By contrast, insurers have their own point system that helps them determine when to raise your rate -- and by how much. In some states, regulators set up the point system used by insurers.

Shopping for new auto insurance with a ticket on your record

If you decide to shop for a new auto insurance policy during the period of the surcharge, your new car insurance company will apply a surcharge to your premiums until the surcharge period ends, in accordance with state regulations.

"The surcharge period is generally established by state laws. So, for example, if you had a reckless driving ticket from an accident in December 2008, typically your surcharge would not fall off until January 2012," says Cook. "Your new insurance company couldn't extend the surcharge period because they are usually regulated by state laws."

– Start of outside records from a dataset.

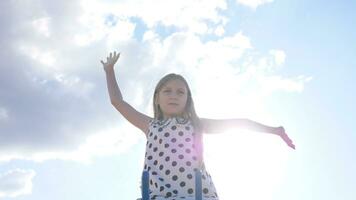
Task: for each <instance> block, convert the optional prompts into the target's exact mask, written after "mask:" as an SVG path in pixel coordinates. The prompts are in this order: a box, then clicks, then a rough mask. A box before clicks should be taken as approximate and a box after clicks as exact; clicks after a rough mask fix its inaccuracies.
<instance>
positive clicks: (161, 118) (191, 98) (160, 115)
mask: <svg viewBox="0 0 356 200" xmlns="http://www.w3.org/2000/svg"><path fill="white" fill-rule="evenodd" d="M172 80H180V81H182V82H183V83H184V85H185V87H186V89H187V93H188V94H187V97H188V98H187V102H186V105H185V108H184V111H183V114H182V116H181V117H184V118H188V119H190V120H192V123H193V126H194V128H196V129H198V130H200V128H201V127H200V119H199V117H198V115H197V113H196V112H195V108H194V102H193V98H192V92H191V90H190V88H189V86H188V83H187V81H186V80H185V79H184V78H183V76H181V75H179V74H174V73H171V74H167V75H165V76H164V77H163V78H162V79H161V80H160V81H159V82H158V84H157V86H156V88H155V91H154V94H153V112H154V118H155V119H157V120H162V119H163V112H162V110H161V108H160V106H159V105H158V104H157V99H158V94H159V92H160V91H161V89H162V88H163V86H165V84H166V83H167V82H169V81H172Z"/></svg>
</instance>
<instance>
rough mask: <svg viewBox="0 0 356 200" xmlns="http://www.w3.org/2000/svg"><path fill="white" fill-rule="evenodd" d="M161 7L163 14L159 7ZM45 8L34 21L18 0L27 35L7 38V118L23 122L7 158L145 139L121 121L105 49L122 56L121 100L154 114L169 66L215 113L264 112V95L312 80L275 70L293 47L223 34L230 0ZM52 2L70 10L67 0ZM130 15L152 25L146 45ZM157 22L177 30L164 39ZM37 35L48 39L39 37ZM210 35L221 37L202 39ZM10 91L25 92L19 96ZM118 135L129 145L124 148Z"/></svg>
mask: <svg viewBox="0 0 356 200" xmlns="http://www.w3.org/2000/svg"><path fill="white" fill-rule="evenodd" d="M42 3H45V2H42ZM39 4H40V3H39ZM62 4H63V5H62ZM157 5H159V6H160V11H161V10H162V12H158V10H157V9H158V8H157V7H156V6H157ZM27 6H29V7H30V6H31V5H27ZM48 6H49V5H36V9H33V10H35V11H36V10H37V12H35V11H33V12H34V14H33V18H30V19H27V18H26V17H25V15H24V16H23V15H22V14H23V12H22V11H24V12H25V10H24V8H22V7H21V5H20V4H19V5H17V6H14V7H13V8H14V9H15V10H14V11H13V12H9V13H15V14H14V15H16V19H18V21H19V23H15V24H14V26H19V27H21V28H19V29H21V30H23V31H21V32H18V34H19V35H18V36H13V38H12V40H13V41H12V42H9V44H8V46H9V47H14V48H7V49H10V50H11V51H12V54H11V55H12V56H10V58H6V59H3V60H5V61H7V62H8V63H7V64H6V63H5V64H4V65H3V66H2V68H0V76H1V81H3V82H4V83H6V85H7V87H5V86H4V85H5V84H4V85H0V90H1V91H3V93H0V95H3V96H0V98H1V100H2V102H1V106H3V108H1V109H0V119H4V118H5V119H10V117H9V111H11V113H10V114H11V119H12V120H15V121H13V122H14V123H13V124H16V125H17V126H7V127H6V128H3V127H1V128H2V130H1V131H0V134H1V135H0V136H1V138H2V139H1V140H0V160H2V161H10V160H12V159H30V160H36V161H44V160H47V159H69V160H79V161H83V160H84V161H86V160H90V158H91V157H92V156H99V155H107V154H110V153H115V152H116V153H117V152H122V151H124V149H127V148H129V146H130V145H132V144H133V143H135V142H136V141H137V140H138V139H139V138H138V137H137V136H132V135H131V134H127V133H131V132H132V131H133V130H131V129H130V128H123V127H126V124H127V125H128V122H127V121H125V120H123V118H121V120H120V121H119V122H117V120H118V119H117V116H118V114H117V111H116V110H115V109H114V108H113V107H112V106H111V105H110V102H109V99H108V94H107V89H106V85H105V84H106V83H105V75H104V72H103V70H102V67H101V65H100V63H99V60H100V59H104V58H105V57H106V53H107V52H108V51H112V50H119V51H120V52H122V54H121V58H120V60H119V62H118V64H117V66H116V68H115V69H116V72H117V80H118V83H119V85H120V88H121V90H122V92H123V96H124V98H125V99H126V100H127V101H128V102H129V103H131V104H132V105H133V106H134V107H135V108H137V109H138V110H140V111H144V112H146V111H147V113H149V112H148V111H151V110H152V108H151V106H152V105H151V103H152V102H151V98H152V93H153V88H154V86H155V84H156V83H157V81H158V79H159V78H160V77H161V76H163V75H165V74H166V73H170V72H175V73H181V74H182V75H184V76H185V77H186V78H187V79H188V80H190V81H189V83H190V85H191V87H192V89H193V90H194V94H195V98H196V99H195V101H196V102H197V103H198V102H199V103H198V104H197V105H196V106H197V108H198V109H199V110H200V111H201V113H202V114H204V115H205V114H208V115H209V114H211V115H213V114H215V116H216V115H217V113H221V115H223V114H233V113H236V111H237V110H239V109H240V110H239V111H241V112H240V113H241V114H243V113H244V112H245V113H247V112H253V111H254V110H253V109H255V110H258V109H261V107H262V103H261V102H262V101H263V98H261V97H263V95H268V94H270V92H274V91H287V92H301V91H302V90H303V86H304V84H305V83H306V82H307V81H308V80H310V79H311V78H310V77H299V78H298V77H297V78H296V77H291V78H286V77H282V76H279V75H278V73H277V70H278V69H279V67H281V66H283V64H284V63H285V60H286V55H287V53H286V52H284V51H282V50H275V49H272V50H271V51H269V52H268V53H267V54H263V53H261V52H259V51H258V50H257V49H255V48H254V46H253V41H252V39H251V38H249V36H248V35H245V34H243V33H242V32H241V31H240V32H237V33H235V34H232V35H225V25H226V24H227V21H228V20H229V19H227V18H226V17H225V16H223V14H222V13H221V10H224V9H226V6H227V5H226V2H225V1H223V0H216V1H198V0H194V1H188V0H186V1H161V2H160V3H155V4H152V3H150V2H148V1H143V0H136V1H131V0H130V1H120V2H117V1H114V2H109V1H106V3H103V2H102V1H95V0H91V1H82V4H73V6H72V4H71V7H70V8H68V9H62V10H61V9H56V10H57V11H58V12H56V13H51V12H50V11H48V10H46V9H48V8H50V7H48ZM54 6H55V7H66V6H65V3H63V2H62V3H60V2H57V3H56V5H54ZM17 8H18V9H19V10H16V9H17ZM29 10H31V9H30V8H29ZM197 10H199V12H197ZM20 11H21V12H20ZM43 13H46V15H43ZM11 17H12V16H7V17H6V18H8V19H12V18H11ZM132 17H136V18H139V19H140V20H142V21H143V22H144V23H145V24H146V26H147V27H144V28H143V29H142V30H139V31H142V32H143V33H142V34H143V36H142V41H141V40H139V39H138V38H135V37H134V36H135V35H134V34H135V31H136V29H137V28H138V25H137V24H136V23H135V22H134V20H132ZM24 24H31V26H26V25H24ZM158 25H160V26H164V27H169V26H174V27H176V28H177V29H174V31H172V33H168V34H166V35H165V36H164V37H162V36H161V33H160V31H159V29H157V26H158ZM14 29H16V28H14ZM33 29H35V30H37V32H36V33H33ZM4 30H5V31H6V30H7V29H4ZM38 33H40V34H42V35H44V36H46V37H45V38H43V37H42V38H39V37H38ZM205 33H209V34H210V33H212V34H215V36H218V38H217V39H214V40H211V39H209V38H204V40H203V39H202V38H203V37H202V36H203V34H205ZM0 55H2V54H0ZM4 74H6V76H5V75H4ZM281 85H283V86H281ZM13 96H16V97H21V98H16V99H15V101H14V100H13ZM225 97H226V98H225ZM3 100H4V102H3ZM222 102H223V103H224V104H231V105H236V102H239V104H238V105H236V106H234V108H233V109H227V108H226V109H221V108H220V107H219V106H211V105H213V104H217V103H222ZM245 105H249V106H245ZM5 108H6V109H5ZM207 108H209V110H207ZM248 108H251V109H252V110H250V111H248ZM149 114H152V113H149ZM29 118H31V119H32V120H31V122H29V121H28V119H29ZM119 119H120V118H119ZM44 121H45V122H46V123H43V122H44ZM114 122H115V123H119V124H118V126H119V127H120V129H116V125H113V124H115V123H114ZM108 124H109V125H108ZM124 124H125V125H124ZM103 126H104V127H107V128H103ZM128 126H131V125H128ZM113 127H114V128H113ZM103 129H105V131H103ZM136 132H139V131H137V130H136ZM116 133H118V134H116ZM114 141H125V143H120V145H117V143H114ZM4 144H6V145H4ZM24 147H26V148H24Z"/></svg>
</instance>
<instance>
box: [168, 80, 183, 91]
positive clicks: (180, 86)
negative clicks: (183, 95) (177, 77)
mask: <svg viewBox="0 0 356 200" xmlns="http://www.w3.org/2000/svg"><path fill="white" fill-rule="evenodd" d="M162 88H175V89H184V90H186V89H187V87H186V85H185V83H184V82H183V81H181V80H179V79H173V80H169V81H167V83H165V84H164V85H163V87H162Z"/></svg>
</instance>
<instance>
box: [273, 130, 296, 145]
mask: <svg viewBox="0 0 356 200" xmlns="http://www.w3.org/2000/svg"><path fill="white" fill-rule="evenodd" d="M275 133H276V134H277V135H279V136H280V137H281V138H282V139H283V140H284V142H286V143H287V145H288V146H290V147H291V148H293V149H295V145H294V144H293V141H292V140H291V139H290V138H289V137H288V135H287V134H286V131H285V130H284V128H283V126H280V127H277V128H276V131H275Z"/></svg>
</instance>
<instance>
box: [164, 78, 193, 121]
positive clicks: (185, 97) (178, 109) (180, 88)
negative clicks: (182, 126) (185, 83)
mask: <svg viewBox="0 0 356 200" xmlns="http://www.w3.org/2000/svg"><path fill="white" fill-rule="evenodd" d="M187 99H188V91H187V88H186V86H185V84H184V82H183V81H181V80H178V79H177V80H170V81H168V82H167V83H166V84H165V85H164V86H163V87H162V88H161V90H160V91H159V93H158V99H157V103H158V104H159V106H160V107H161V110H162V112H163V115H164V117H171V116H177V115H181V114H182V113H183V112H184V109H185V105H186V103H187Z"/></svg>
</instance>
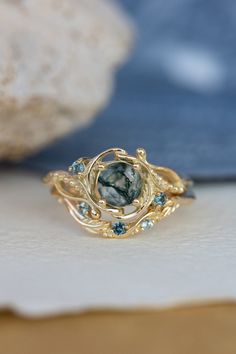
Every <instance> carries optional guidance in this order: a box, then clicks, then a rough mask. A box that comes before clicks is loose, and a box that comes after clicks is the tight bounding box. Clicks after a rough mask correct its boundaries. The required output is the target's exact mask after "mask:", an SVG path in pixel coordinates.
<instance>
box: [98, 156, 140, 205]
mask: <svg viewBox="0 0 236 354" xmlns="http://www.w3.org/2000/svg"><path fill="white" fill-rule="evenodd" d="M141 189H142V179H141V176H140V174H139V172H138V171H136V170H135V169H134V168H133V167H132V166H131V165H129V164H127V163H125V162H114V163H112V164H110V165H108V166H107V167H106V168H105V169H104V170H103V171H101V172H100V174H99V177H98V191H99V194H100V196H101V198H102V199H104V200H105V201H106V202H107V204H109V205H111V206H115V207H122V206H127V205H130V204H132V202H133V201H134V199H136V198H138V197H139V195H140V193H141Z"/></svg>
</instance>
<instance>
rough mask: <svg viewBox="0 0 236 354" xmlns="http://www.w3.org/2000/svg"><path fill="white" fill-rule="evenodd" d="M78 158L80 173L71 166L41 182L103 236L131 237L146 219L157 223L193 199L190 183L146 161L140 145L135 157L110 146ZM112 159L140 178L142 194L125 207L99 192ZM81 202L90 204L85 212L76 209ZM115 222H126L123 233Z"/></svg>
mask: <svg viewBox="0 0 236 354" xmlns="http://www.w3.org/2000/svg"><path fill="white" fill-rule="evenodd" d="M111 158H112V159H111ZM77 161H78V163H83V165H84V167H85V170H84V171H83V172H80V173H76V174H73V173H72V168H71V167H70V168H69V169H68V172H66V171H55V172H50V173H49V174H48V175H47V176H46V177H45V178H44V182H45V183H46V184H48V185H49V186H50V187H51V191H52V194H53V195H54V196H56V197H57V198H58V201H59V202H61V203H63V204H64V205H65V206H66V207H67V209H68V210H69V212H70V214H71V215H72V216H73V218H74V219H75V220H76V221H77V222H78V223H79V224H80V225H81V226H83V227H84V228H85V229H86V230H87V231H89V232H91V233H94V234H98V235H101V236H103V237H109V238H126V237H129V236H133V235H135V234H137V233H139V232H140V231H142V230H143V221H146V220H148V221H150V222H151V224H154V223H156V222H159V221H160V220H161V219H163V218H165V217H166V216H168V215H170V214H171V213H172V212H174V211H175V210H176V209H177V208H178V207H179V206H180V205H181V204H183V203H186V202H187V203H188V202H191V200H192V199H193V198H191V197H187V196H186V193H187V192H188V189H189V188H190V186H191V185H192V182H191V181H189V180H185V179H182V178H181V177H180V176H178V174H177V173H176V172H175V171H173V170H171V169H169V168H166V167H160V166H155V165H152V164H150V163H148V161H147V159H146V152H145V150H144V149H142V148H139V149H137V151H136V156H130V155H128V153H127V152H126V151H125V150H123V149H119V148H112V149H109V150H106V151H104V152H102V153H101V154H99V155H97V156H96V157H94V158H92V159H88V158H80V159H78V160H77ZM114 161H120V162H125V163H126V164H129V165H131V166H132V167H133V168H134V169H135V170H136V171H138V172H139V174H140V176H141V178H142V189H141V193H140V195H139V197H138V198H136V199H135V200H134V201H133V203H132V205H130V206H128V207H114V206H111V205H108V204H107V202H106V201H105V200H104V199H102V198H101V196H100V194H99V192H98V188H97V185H98V177H99V173H100V172H101V171H102V170H103V169H104V168H106V167H107V166H109V164H112V163H114ZM160 193H165V196H166V198H167V200H166V202H165V204H164V205H156V204H155V203H154V198H155V196H157V195H159V194H160ZM82 202H85V203H87V205H88V206H89V210H88V212H86V213H85V214H84V215H83V214H81V213H80V211H79V208H80V203H82ZM117 221H121V222H122V223H124V224H125V228H126V232H125V233H124V234H121V235H117V234H116V233H115V232H114V230H113V225H114V223H115V222H117Z"/></svg>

Foster says that the surcharge period will be based on when the violation occurred, so that if you switch insurance companies two years after a ticket was issued, your new company can only apply a surcharge for one year. After that, you will return to regular auto insurance premiums. However, depending on the severity of your driving infraction, you may have trouble acquiring new car insurance.

"While surcharges are generally limited to only a three-year period, some carriers may evaluate tickets on your driving record beyond three years -- especially major convictions -- when determining new applicant eligibility or acceptance," says Foster. "For instance, while companies may not surcharge a person for a ticket four years ago, they may decline or refuse to accept a new applicant for that traffic ticket."

There are ways to save on car insurance, despite a less-than-perfect driving record.

  • Understanding how to compare auto insurance can help you find the most affordable policy, regardless of your driving history.
  • Find out if you qualify for a low-mileage discount.
  • You can take a defensive driving course, which may reduce the points on your license and may qualify you for a discount on some coverages.
  • Check with your agent to see if you qualify for any discounts for anti-theft devices or for driving an electric or hybrid car.